工場地帯では海上火災のリスクも

木密地域に住んでいる場合には、その外側までの避難が望ましい。地域一帯が火の海と化してしまう前に退避するのが肝要である。すなわち、一番近くの避難所にも火が回って、火災旋風に襲われるリスクを考えておく必要がある。

木密地域は関東大震災当時と比べて減ったとはいえ、首都圏にはまだたくさん存在する。地震を生き延びても、つぶれた木造家屋に火が回って命を落とす可能性はまだ残っている。
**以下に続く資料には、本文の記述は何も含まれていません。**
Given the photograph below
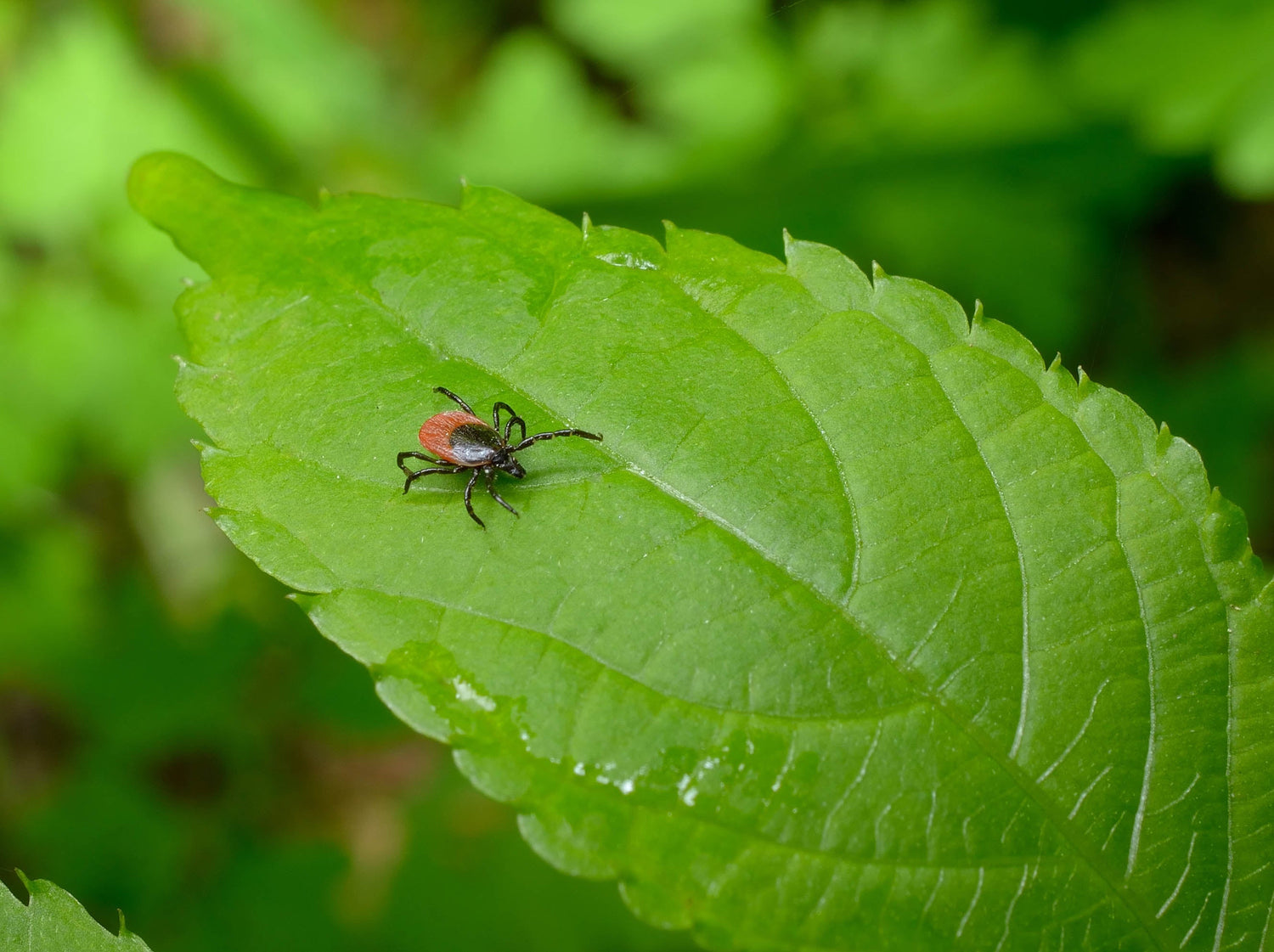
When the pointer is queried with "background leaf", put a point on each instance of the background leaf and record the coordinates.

東京都は首都直下地震が起きた場合に最大で915件の火災が発生すると想定している。

東京湾の沿岸には工業地帯特有の火災リスクがある。林立する石油タンクからの油漏れによる爆発や火災が起こる恐れがある。東京湾を震源とする直下型地震が起きた場合、液状化によって石油タンクが沈み込み倒壊する可能性がある。また直下型地震によって想定されている津波が押し寄せると、液状化で倒壊したタンクから油が広範囲に流出する恐れがある。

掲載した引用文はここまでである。